Judicial pension case heads to Europe for second time
A test challenge that could give thousands of part-time judges backdated judicial pensions has been referred for a ruling to Europe’s top court.
The Supreme Court said it was sending the long-running case to the European Court of Justice (ECJ) in Luxembourg for a decision on an interpretation of EU law as it is not persuaded that either side is “clearly right”.
The challenge has been brought by Dermod O’Brien, a retired self-employed barrister, who also worked as a part-time judge, or recorder in the crown court, between 1978 and 2005. At the time, salaried judges were entitled to a pension based on their final salaries but part-time judges, working on a daily fee, were not.
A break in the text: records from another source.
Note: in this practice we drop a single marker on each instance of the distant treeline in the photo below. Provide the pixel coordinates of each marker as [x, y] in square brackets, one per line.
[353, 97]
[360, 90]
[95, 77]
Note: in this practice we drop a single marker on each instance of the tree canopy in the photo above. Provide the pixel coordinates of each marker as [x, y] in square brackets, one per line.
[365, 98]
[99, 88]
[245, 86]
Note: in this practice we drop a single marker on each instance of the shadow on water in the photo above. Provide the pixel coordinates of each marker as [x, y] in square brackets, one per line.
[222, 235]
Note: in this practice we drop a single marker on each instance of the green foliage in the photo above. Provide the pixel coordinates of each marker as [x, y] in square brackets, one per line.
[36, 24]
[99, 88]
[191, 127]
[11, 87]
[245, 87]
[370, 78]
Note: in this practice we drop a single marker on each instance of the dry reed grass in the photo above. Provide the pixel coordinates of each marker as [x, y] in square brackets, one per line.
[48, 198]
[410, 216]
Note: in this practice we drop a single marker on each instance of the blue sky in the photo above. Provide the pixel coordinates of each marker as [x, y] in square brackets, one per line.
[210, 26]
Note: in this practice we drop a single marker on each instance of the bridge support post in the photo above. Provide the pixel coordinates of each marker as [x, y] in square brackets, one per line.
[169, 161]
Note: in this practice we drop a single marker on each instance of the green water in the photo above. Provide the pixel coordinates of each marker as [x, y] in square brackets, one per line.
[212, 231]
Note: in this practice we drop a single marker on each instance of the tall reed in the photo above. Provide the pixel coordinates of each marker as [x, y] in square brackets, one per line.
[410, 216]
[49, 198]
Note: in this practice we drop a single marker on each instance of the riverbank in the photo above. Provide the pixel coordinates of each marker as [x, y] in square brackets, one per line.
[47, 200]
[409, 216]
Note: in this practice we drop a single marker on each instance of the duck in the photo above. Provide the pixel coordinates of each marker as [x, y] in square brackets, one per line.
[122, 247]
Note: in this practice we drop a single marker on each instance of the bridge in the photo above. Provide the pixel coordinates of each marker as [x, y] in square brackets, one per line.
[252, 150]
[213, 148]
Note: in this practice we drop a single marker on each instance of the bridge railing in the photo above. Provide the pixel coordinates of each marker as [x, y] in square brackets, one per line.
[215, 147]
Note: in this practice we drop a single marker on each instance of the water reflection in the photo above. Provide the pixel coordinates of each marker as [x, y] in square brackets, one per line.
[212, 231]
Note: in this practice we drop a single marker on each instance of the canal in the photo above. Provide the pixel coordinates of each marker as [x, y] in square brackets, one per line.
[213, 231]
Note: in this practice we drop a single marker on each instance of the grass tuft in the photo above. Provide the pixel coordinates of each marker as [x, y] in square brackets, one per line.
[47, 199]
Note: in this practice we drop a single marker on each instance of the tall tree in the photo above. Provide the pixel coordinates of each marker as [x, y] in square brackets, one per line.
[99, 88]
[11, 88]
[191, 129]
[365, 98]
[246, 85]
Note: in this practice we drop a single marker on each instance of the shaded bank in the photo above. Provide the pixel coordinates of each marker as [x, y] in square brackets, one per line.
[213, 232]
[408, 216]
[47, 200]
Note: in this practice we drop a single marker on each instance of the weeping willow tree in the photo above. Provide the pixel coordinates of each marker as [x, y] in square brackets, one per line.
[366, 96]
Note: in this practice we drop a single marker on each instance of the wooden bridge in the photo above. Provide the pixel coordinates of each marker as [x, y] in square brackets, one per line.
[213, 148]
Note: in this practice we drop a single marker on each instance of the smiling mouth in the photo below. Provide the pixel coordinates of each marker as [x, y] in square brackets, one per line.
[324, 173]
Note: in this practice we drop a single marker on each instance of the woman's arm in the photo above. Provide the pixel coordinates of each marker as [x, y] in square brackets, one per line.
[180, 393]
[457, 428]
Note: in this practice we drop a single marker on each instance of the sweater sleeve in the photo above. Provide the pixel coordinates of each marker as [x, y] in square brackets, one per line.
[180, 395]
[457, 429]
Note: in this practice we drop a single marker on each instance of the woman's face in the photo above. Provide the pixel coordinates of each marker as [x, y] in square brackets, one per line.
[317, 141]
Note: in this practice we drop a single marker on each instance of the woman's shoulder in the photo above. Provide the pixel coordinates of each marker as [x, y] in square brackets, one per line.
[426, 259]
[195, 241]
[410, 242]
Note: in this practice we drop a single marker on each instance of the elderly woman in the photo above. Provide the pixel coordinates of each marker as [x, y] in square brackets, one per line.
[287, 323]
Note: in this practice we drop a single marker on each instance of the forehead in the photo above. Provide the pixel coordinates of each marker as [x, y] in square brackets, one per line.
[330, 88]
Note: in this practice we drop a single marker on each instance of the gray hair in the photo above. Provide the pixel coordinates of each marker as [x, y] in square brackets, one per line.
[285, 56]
O’Brien argued that this was unlawful discrimination under the EU part-time workers’ directive but the Ministry of Justice ruled that the EU regulations, which took effect on July 2000, did not apply to fee-paid part-time judges.
Yesterday’s ruling marks the second time that case has been through the courts and ended up in Europe. Originally O’Brien brought proceedings against the Ministry of Justice, claiming an entitlement to a pension. The case reached the Supreme Court, which referred it to the ECJ, which upheld his challenge in 2013 after an eight-year battle, ruling that he was entitled to a pension that equated to a comparable full-time judge.
The case went back to the English employment tribunal to decide the amount of pension to which he was entitled. However, the question then arose as to whether account should be taken of all his service, a period of 27 years, or only his service since 2000, when the EU directive came into force. The case went through the system again, ending up at the Supreme Court, where five judges unanimously referred it back to Luxembourg.